I’d like to make a 4 bit GPTQ version of DBRX…and have tried doing what was shown in the HF blog. Specifically:
quantization_config = GPTQConfig(
bits=4,
group_size=128,
dataset="c4",
desc_act=False,
trust_remote_code=True,
)
and
quant_model = AutoModelForCausalLM.from_pretrained(model_id, quantization_config=quantization_config, device_map='auto', trust_remote_code=True)
This last line fails eventually with:
Traceback (most recent call last):
File "/data3/gptq/quantise.py", line 18, in <module>
quant_model = AutoModelForCausalLM.from_pretrained(model_id, quantization_config=quantization_config, device_map='auto', trust_remote_code=True)
^^^^^^^^^^^^^^^^^^^^^^^^^^^^^^^^^^^^^^^^^^^^^^^^^^^^^^^^^^^^^^^^^^^^^^^^^^^^^^^^^^^^^^^^^^^^^^^^^^^^^^^^^^^^^^^^^^^^^^^^^^^^^^^^^^
File "/data3/gptq/venv/lib/python3.11/site-packages/transformers/models/auto/auto_factory.py", line 558, in from_pretrained
return model_class.from_pretrained(
^^^^^^^^^^^^^^^^^^^^^^^^^^^^
File "/data3/gptq/venv/lib/python3.11/site-packages/transformers/modeling_utils.py", line 3592, in from_pretrained
hf_quantizer.postprocess_model(model)
File "/data3/gptq/venv/lib/python3.11/site-packages/transformers/quantizers/base.py", line 195, in postprocess_model
return self._process_model_after_weight_loading(model, **kwargs)
^^^^^^^^^^^^^^^^^^^^^^^^^^^^^^^^^^^^^^^^^^^^^^^^^^^^^^^^^
File "/data3/gptq/venv/lib/python3.11/site-packages/transformers/quantizers/quantizer_gptq.py", line 85, in _process_model_after_weight_loading
self.optimum_quantizer.quantize_model(model, self.quantization_config.tokenizer)
File "/data3/gptq/venv/lib/python3.11/site-packages/torch/utils/_contextlib.py", line 115, in decorate_context
return func(*args, **kwargs)
^^^^^^^^^^^^^^^^^^^^^
File "/data3/gptq/venv/lib/python3.11/site-packages/optimum/gptq/quantizer.py", line 398, in quantize_model
self.block_name_to_quantize = get_block_name_with_pattern(model)
^^^^^^^^^^^^^^^^^^^^^^^^^^^^^^^^^^
File "/data3/gptq/venv/lib/python3.11/site-packages/optimum/gptq/utils.py", line 77, in get_block_name_with_pattern
raise ValueError("Block pattern could not be match.

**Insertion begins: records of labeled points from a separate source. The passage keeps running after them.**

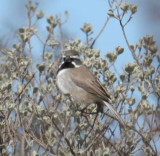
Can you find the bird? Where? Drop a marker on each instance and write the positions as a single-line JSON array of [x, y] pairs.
[[75, 79]]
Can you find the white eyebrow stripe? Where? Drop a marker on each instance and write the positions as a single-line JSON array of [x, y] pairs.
[[75, 65]]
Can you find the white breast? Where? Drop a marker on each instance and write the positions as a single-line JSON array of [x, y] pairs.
[[65, 84]]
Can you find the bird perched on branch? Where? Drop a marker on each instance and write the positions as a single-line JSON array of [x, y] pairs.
[[75, 79]]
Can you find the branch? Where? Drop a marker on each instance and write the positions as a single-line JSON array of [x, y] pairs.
[[24, 87], [100, 32]]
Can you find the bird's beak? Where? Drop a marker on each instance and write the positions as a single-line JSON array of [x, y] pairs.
[[67, 59]]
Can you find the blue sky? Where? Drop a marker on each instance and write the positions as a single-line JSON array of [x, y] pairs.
[[91, 11]]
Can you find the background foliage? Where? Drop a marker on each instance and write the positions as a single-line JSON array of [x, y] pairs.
[[35, 118]]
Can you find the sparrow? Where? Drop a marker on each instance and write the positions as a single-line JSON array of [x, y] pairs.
[[75, 79]]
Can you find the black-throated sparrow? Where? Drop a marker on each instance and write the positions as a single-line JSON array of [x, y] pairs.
[[75, 79]]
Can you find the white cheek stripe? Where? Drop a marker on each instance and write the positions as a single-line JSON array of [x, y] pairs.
[[75, 65]]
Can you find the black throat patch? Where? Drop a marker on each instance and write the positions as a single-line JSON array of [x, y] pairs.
[[66, 65]]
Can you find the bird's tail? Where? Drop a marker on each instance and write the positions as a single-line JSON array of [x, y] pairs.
[[115, 113]]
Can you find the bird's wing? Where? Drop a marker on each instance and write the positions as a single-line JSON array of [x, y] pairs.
[[82, 77], [85, 79]]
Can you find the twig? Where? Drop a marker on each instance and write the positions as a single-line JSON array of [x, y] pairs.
[[100, 32], [24, 87]]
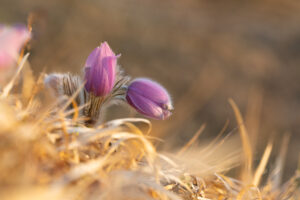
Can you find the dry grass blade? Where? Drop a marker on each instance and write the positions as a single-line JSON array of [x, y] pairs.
[[10, 85], [248, 155], [262, 165], [192, 140]]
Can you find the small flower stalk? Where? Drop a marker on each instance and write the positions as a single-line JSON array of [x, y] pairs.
[[12, 38], [104, 83], [100, 70]]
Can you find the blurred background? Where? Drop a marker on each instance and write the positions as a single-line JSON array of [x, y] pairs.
[[202, 51]]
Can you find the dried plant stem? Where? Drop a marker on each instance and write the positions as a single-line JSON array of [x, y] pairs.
[[248, 155]]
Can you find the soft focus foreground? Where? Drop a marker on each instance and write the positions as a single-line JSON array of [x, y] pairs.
[[203, 52], [48, 153]]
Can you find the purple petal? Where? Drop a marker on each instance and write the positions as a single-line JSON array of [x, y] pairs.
[[145, 106], [100, 70], [11, 41]]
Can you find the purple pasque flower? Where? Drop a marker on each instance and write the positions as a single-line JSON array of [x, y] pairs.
[[100, 70], [12, 38], [149, 98]]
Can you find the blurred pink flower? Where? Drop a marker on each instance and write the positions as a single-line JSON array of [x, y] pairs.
[[12, 38], [100, 70]]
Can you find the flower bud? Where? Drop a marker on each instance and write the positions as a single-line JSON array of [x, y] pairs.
[[11, 41], [100, 70], [149, 98]]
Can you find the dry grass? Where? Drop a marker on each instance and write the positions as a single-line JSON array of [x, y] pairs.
[[48, 153]]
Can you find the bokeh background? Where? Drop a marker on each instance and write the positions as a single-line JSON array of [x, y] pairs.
[[202, 51]]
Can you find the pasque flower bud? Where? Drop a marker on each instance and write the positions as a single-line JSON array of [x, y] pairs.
[[149, 98], [11, 41], [100, 70]]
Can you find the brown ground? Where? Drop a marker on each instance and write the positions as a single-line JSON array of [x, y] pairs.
[[203, 52]]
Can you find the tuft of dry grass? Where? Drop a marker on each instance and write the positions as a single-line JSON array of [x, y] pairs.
[[47, 152]]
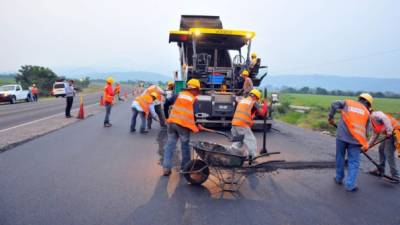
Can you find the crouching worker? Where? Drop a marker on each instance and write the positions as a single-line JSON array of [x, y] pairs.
[[386, 124], [143, 106], [181, 122], [351, 136], [243, 121]]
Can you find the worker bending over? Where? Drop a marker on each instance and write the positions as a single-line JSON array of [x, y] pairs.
[[387, 125], [108, 100], [247, 84], [243, 121], [351, 136], [181, 122], [144, 106], [158, 105]]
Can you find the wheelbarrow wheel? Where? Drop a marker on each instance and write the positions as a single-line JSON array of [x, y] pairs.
[[196, 172]]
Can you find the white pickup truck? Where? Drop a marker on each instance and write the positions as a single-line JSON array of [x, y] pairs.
[[13, 93]]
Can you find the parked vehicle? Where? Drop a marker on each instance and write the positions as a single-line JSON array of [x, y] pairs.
[[13, 93], [59, 89]]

Pass `block_name_to_quantize` argument in `quantize_model`")
ValueError: Block pattern could not be match. Pass `block_name_to_quantize` argument in `quantize_model`
I’m assuming at this point that I have missed something VERY basic, but I have no idea what…any insights welcome!